Social media, for its part, changes so often that it’s hard to keep up, said Margaret Raymond, dean of the University of Wisconsin Law School and a two-term member of the state’s committee on professional ethics.
Raymond said lawyers who relate professional anecdotes and experiences on Facebook or Twitter are typically careful not to use their clients’ names. Still, she said she learned during an informal discussion at a recent party of the real danger that someone can be inadvertently identified online through mere association; she also found that lawyers, in general, need to pay more attention to professional decorum.
“We talked about what happens when professors go online and say, ‘My students are driving me crazy,'” she recalled. “I said, ‘You see this nationwide with lawyers.’ And a lawyer in the group said, ‘I had to get off a blog because someone kept saying, ‘My clients are crazy.’ It disrespected the relationship even though no one was named, and that worried her.”
The advent of social media has also prompted state officials to reconsider rules regarding lawyer advertising.
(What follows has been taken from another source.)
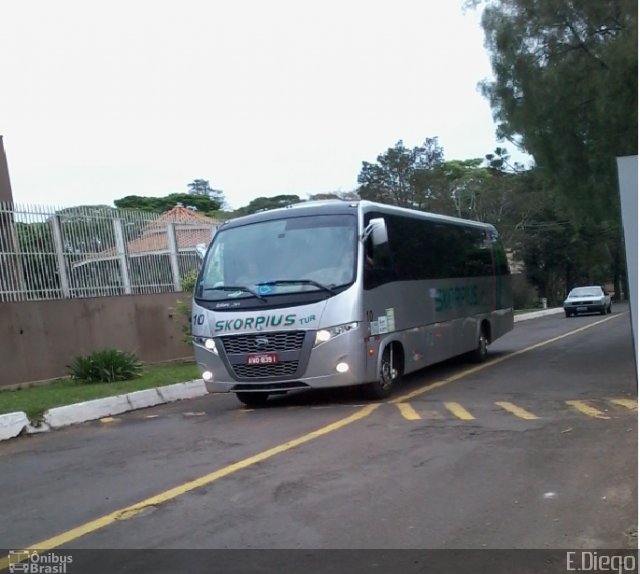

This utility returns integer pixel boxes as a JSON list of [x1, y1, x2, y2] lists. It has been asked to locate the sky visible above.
[[0, 0, 528, 209]]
“Even a posting on Facebook is considered lawyer advertising,” Dietrich said. “It’s really no different than a Yellow Page ad; it cannot be false or misleading. There’s going to be debate over the next two years whether the restrictions on lawyer advertising breach the constitutional rights of lawyers to advertise. That’s a future consideration.”
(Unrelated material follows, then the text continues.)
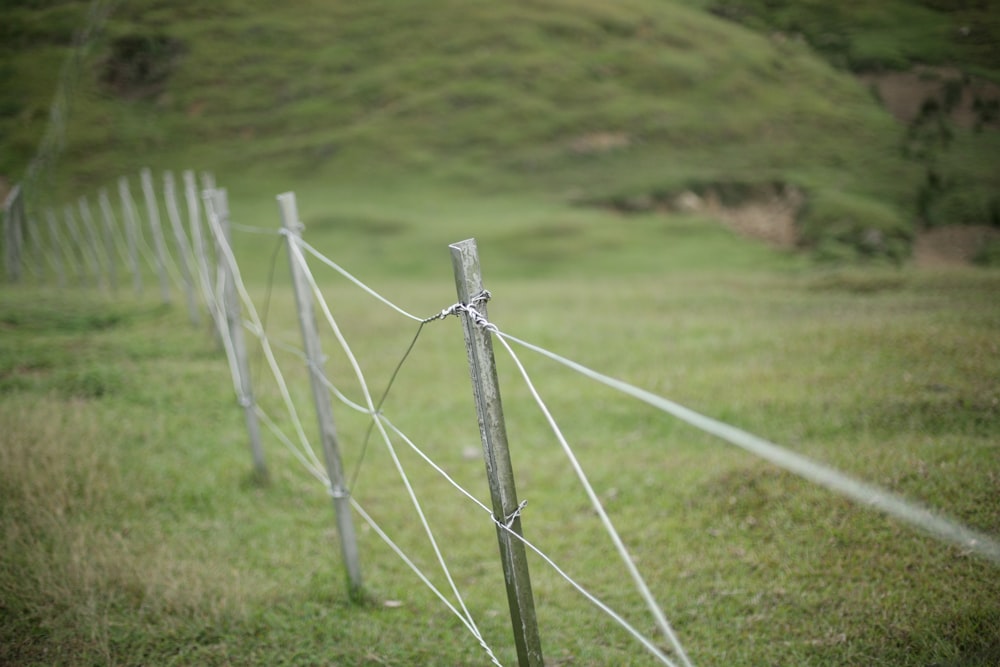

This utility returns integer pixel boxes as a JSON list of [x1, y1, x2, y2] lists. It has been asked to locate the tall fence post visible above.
[[97, 188, 124, 292], [45, 209, 66, 287], [139, 167, 170, 303], [77, 197, 115, 289], [449, 239, 544, 667], [163, 171, 201, 326], [183, 169, 216, 318], [278, 192, 361, 600], [118, 176, 142, 296], [3, 185, 24, 283], [204, 189, 268, 483], [63, 204, 101, 286]]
Similar questions hang over technologies used for file management and encryption.
Raymond said she expects to hear much discussion in the near future about how attorneys should be managing both hard-copy files and electronic communications such as emails and text messages.
“The challenge of this is there’s never one single answer,” she said. “How long do you keep files? That depends. Do you have to notify your client? That depends. Most of the time you need to behave reasonably in light of the circumstances. Do you need to keep, ‘Hi Joe, are we meeting next Thursday?’ No that’s reasonable. Do you need to encrypt material with trade secrets? Sure, that’s reasonable.”
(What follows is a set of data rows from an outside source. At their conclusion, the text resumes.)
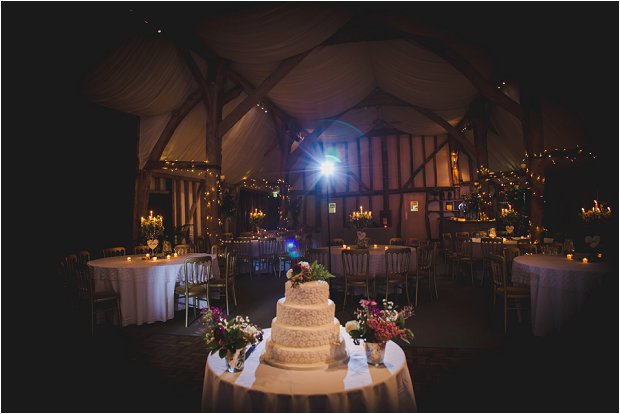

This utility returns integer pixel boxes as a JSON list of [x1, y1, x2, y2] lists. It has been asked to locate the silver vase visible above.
[[364, 341, 386, 367], [225, 348, 245, 372]]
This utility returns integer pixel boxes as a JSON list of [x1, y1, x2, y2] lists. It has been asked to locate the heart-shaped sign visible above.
[[586, 234, 601, 248]]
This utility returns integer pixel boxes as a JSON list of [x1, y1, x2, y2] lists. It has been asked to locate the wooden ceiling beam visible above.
[[146, 89, 202, 168], [220, 50, 311, 136]]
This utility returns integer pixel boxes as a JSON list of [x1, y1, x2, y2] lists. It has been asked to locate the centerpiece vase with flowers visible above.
[[140, 210, 164, 256], [345, 298, 415, 367], [349, 206, 372, 249], [250, 208, 267, 235], [202, 306, 263, 373]]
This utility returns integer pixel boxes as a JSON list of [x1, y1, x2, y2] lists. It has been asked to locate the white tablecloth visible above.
[[88, 253, 220, 326], [202, 328, 417, 412], [325, 244, 417, 277], [512, 254, 612, 336]]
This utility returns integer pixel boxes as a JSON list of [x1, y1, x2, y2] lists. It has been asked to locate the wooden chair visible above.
[[489, 255, 530, 334], [73, 262, 123, 336], [341, 249, 370, 307], [409, 245, 439, 307], [452, 237, 482, 286], [102, 247, 125, 257], [174, 256, 211, 328], [133, 245, 151, 254], [76, 250, 90, 263], [375, 247, 411, 305], [252, 238, 277, 276], [206, 252, 237, 315], [232, 238, 254, 278], [502, 246, 521, 283], [174, 244, 194, 256], [480, 237, 504, 285]]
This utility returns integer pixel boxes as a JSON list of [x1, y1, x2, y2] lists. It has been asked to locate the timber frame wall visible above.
[[291, 132, 473, 239]]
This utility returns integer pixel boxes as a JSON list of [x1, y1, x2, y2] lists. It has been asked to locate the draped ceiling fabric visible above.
[[86, 3, 583, 183]]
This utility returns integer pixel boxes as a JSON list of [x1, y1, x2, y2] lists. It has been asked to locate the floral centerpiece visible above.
[[250, 208, 267, 232], [349, 206, 372, 230], [286, 260, 334, 287], [202, 306, 263, 372], [345, 298, 415, 366], [581, 200, 611, 223], [140, 210, 164, 251]]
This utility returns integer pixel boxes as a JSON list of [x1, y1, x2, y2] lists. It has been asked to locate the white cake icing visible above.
[[263, 281, 347, 369]]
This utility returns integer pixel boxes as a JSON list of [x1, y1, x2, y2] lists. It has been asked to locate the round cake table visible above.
[[512, 254, 613, 336], [202, 328, 417, 412]]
With the state’s push toward mandatory e-filing, the subject of electronic ethics is likely due for a mulling over.
“That gets to be part of this issue of competency,” Dietrich said. “Not only is it an issue of being competent in your practice, you also now are required to do the e-filing and be competent about that.”
Dietrich said if the latest rule changes have their intended effect, lawyers should find that their dealings with technology have been simplified.
“It shouldn’t change their practice that much,” he said. “But it really opens the door for people to pay much more attention to how they practice law.”
But, he said, these matters are far from settled.
“These are issues attorney are going to be struggling with the next five years and, really, forever because things are changing so much, so fast,” Dietrich said.